Su obra me ha acompañado en distintos momentos de vida. A veces como inspiración, otras como refugio, otras como una forma de conciencia. Me ha ocurrido muchas veces frente a sus piezas algo difícil de explicar con palabras: una suerte de detención interior, una claridad súbita, una presencia limpia. Ver una obra suya, tenerla cerca, recibir una fotografía del proceso o convivir con ella en casa me ha llevado más de una vez a ese estado al que uno solo llega cuando algo verdadero toca un lugar muy hondo.
Por eso la visita a su estudio en Palma no fue una anécdota. Fue la materialización de algo mucho más antiguo. Habíamos colaborado muchas veces. Una de las más importantes fue dentro de Miradas, el proyecto que desarrollamos en IMILOA junto a varias mujeres artistas. La propuesta era sencilla solo en apariencia: no se trataba de representar la marca desde un lugar comercial, sino de dejar que cada artista interpretara, desde su lenguaje, los valores más profundos que la habitaban. Luisa respondió como responden los artistas de verdad: no con una solución, sino con un universo.

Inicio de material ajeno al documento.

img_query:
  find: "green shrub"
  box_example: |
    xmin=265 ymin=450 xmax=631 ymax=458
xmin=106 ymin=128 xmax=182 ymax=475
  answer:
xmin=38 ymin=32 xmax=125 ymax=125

Recuerdo aquella serie como una conmoción. No había imposiciones de formato, cantidad ni dirección estética cerrada. Solo libertad. Y ella devolvió esa libertad convertida en un cuerpo de obra intenso, generoso, radicalmente vivo. Creo que fueron unas veinte piezas, en distintos formatos y técnicas, acompañadas además por una documentación del proceso que para mí era casi tan valiosa como el resultado final. Porque ahí es donde suele ocurrir lo decisivo: en la forma en que una intuición empieza a tomar materia.
Cuando Claudia y yo viajamos a Palma para verla, coincidiendo con una producción fotográfica que teníamos allí, entendí algo que quizá ya sabía pero aún no había vivido de ese modo. Claudia estaba embarazada. Había emoción, cansancio, belleza, espera. Y dentro de aquel estudio todo parecía ordenado por una lógica distinta: la de la obra, la del tiempo lento, la del pensamiento convertido en gesto. Luisa nos mostró las piezas, las pruebas, las decisiones, el porqué de cada desplazamiento. Todo estaba colocado con una claridad casi ritual, pero sin rigidez. Había verdad, y la verdad siempre ordena sin necesidad de imponerse.
Yo hablo a veces, medio en broma y medio en serio, del síndrome de Stendhal. Pero lo que sentí allí tenía algo de eso: una sobrecarga de belleza, sí, aunque también de sentido. Se unían en ese espacio muchas de mis pasiones visibles, el arte, la imagen, la materia, el proceso, la sensibilidad estética, y algo más difícil de nombrar, más interno, más silencioso. No era solo admiración. Era reconocimiento.